Immolé par les pierres, non par le glaive, vous voyez les membres de votre corps déchirés cruellement par le tranchant des cailloux ; ces pierres, teintes de votre sang, sont l’ornement de votre couronne.

Le premier, vous avez frayé le chemin laborieux du ciel ; le premier, vous avez affronté le glaive déjà émoussé par la mort du Christ ; vous êtes le premier froment foulé dans l'aire du Christ.

Pour vous le premier, les portes du ciel s'ouvrent : vous y découvrez, dans sa puissance, Jésus pour qui vous combattez vaillamment; debout, dans la majesté de son Père, il vous assiste fidèlement.

Versez vos prières pour cette assemblée qui se voue à votre culte ; et que le Seigneur, touché par votre entremise, daigne nous purifier de nos péchés et nous réunir aux habitants du ciel.

Gloire et honneur à Dieu, qui vous a couronné de roses, et vous a placé sur un trône dans les cieux ; qu'il daigne sauver les pécheurs, en les délivrant de l'aiguillon de la mort.

Amen."

SEQUENCE

Nous empruntons cette Séquence au recueil de Saint-Gall ; elle est de la composition de Notker :


Lapidation de saint Etienne. Fresque.
Eglise Saint-Orens de Bourisp. Pyrénées. XVe.

" D'un zèle unanime, célébrons cette solennité.

Recueillons l'exemple de charité que nous donne celui que nous fêtons,

Lorsqu'il prie pour de perfides ennemis.

Ô Etienne ! Porte-étendard suprême du Roi de bonté, exaucez-nous ;

Vous qui fûtes pleinement exaucé pour vos ennemis.

Par vos prières, Ô Etienne !

Paul, d'abord votre persécuteur, a cru dans le Christ ;

Et avec vous il gaudit, au royaume céleste , duquel n'approche aucun persécuteur.

Nous donc, nous suppliants, nous qui crions vers vous, et vous sollicitons de nos instances,

Que votre très sainte prière nous réconcilie toujours à notre Dieu.

Pierre vous établit ministre du Christ ; vous découvrez à Pierre lui-même un nouveau fondement de la foi, en montrant à la droite du Père souverain Celui qu'un peuple a crucifié.

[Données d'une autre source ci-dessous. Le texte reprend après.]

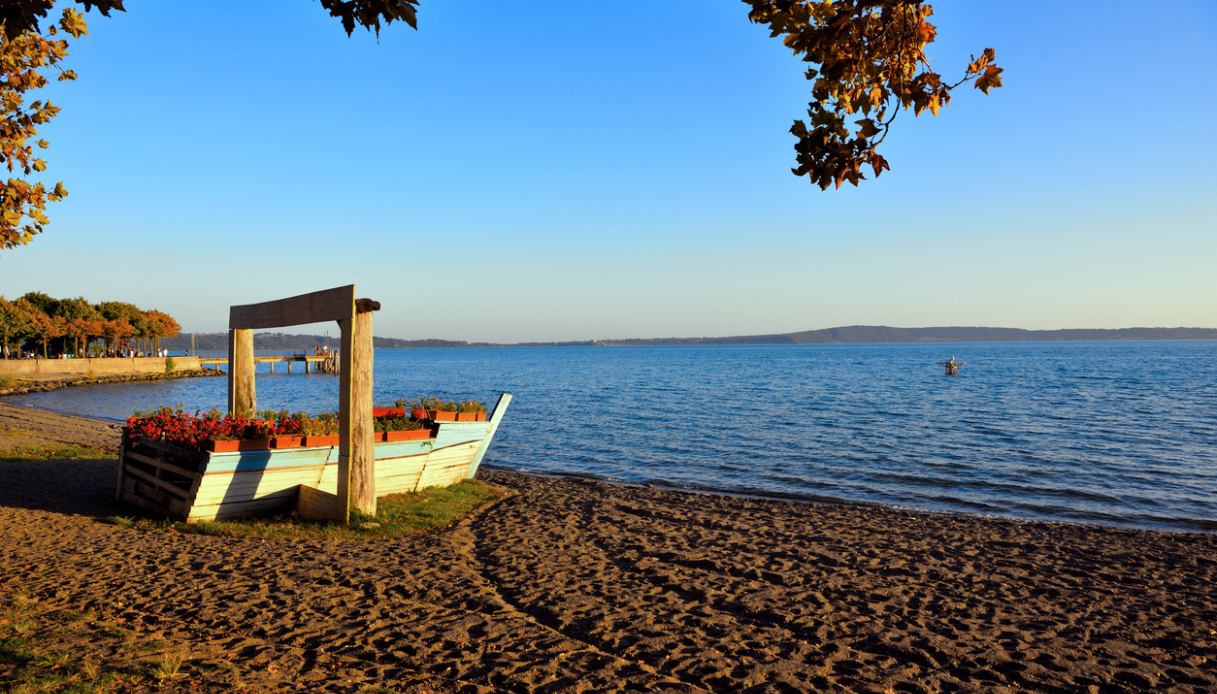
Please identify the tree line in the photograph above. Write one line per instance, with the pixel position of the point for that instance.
(37, 323)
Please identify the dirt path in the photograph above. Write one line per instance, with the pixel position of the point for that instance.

C'est vous que le Christ s'est choisi, Ô Etienne ! vous par qui il fortifie ses fidèles ; vous qu'il vient consoler par sa vue à travers le choc des pierres qui pleuvent sur vous.

Aujourd'hui, au milieu des bataillons empourprés des Martyrs, vous resplendissez couronné.

Amen."


Invention du corps de saint Etienne.
Dessin de Laurent de La Hyre. XVIIe.

" Grâces vous soient rendues, Ô glorieux Etienne ! Pour le secours que vous nous avez apporté dans la célébration de la Naissance de notre Sauveur. Il vous appartenait de nous initier à ce haut et touchant mystère d'un Homme-Dieu. Le céleste Enfant nous apparaissait dans votre compagnie, et l'Eglise vous chargeait de le révéler aux fidèles, comme autrefois vous le révélâtes aux Juifs.

Votre mission est remplie : nous l'adorons, cet Enfant, comme le Verbe de Dieu ; nous le saluons comme notre Roi ; nous nous offrons à lui pour le servir comme vous, et nous reconnaissons que cet engagement va jusqu'à lui donner notre sang, s'il le demande. Faites donc, Ô Diacre fidèle ! que nous lui abandonnions, dès aujourd'hui, notre coeur ; que nous cherchions tous les moyens de lui plaire, et de mettre toute notre vie et toutes nos affections en harmonie avec ses volontés. Par là, nous mériterons de combattre son combat, sinon dans l'arène sanglante, du moins dans la lutte avec nos passions.


Reliquaire de saint Etienne. Eglise Saint-Pardoux.
Gimel-les-Cascades. Limousin. XIIe.

Nous sommes les fils des Martyrs, et les Martyrs ont vaincu le monde, comme l'Enfant de Bethléhem ; que le monde ne remporte donc plus la victoire sur nous. Obtenez pour notre cœur cette charité fraternelle qui pardonne tout, qui prie pour les ennemis, qui obtient la conversion des âmes les plus rebelles. Veillez sur nous, Martyr de Dieu, à l'heure de notre trépas ; assistez-nous quand notre vie sera au moment de s'éteindre ; montrez-nous alors ce Jésus que vous nous avez fait voir Enfant ; montrez-le-nous glorieux, triomphant, et surtout miséricordieux, tenant en ses mains divines la couronne qui nous est destinée ; et que nos dernières paroles, à cette heure suprême, soient les vôtres : Seigneur Jésus, recevez mon esprit."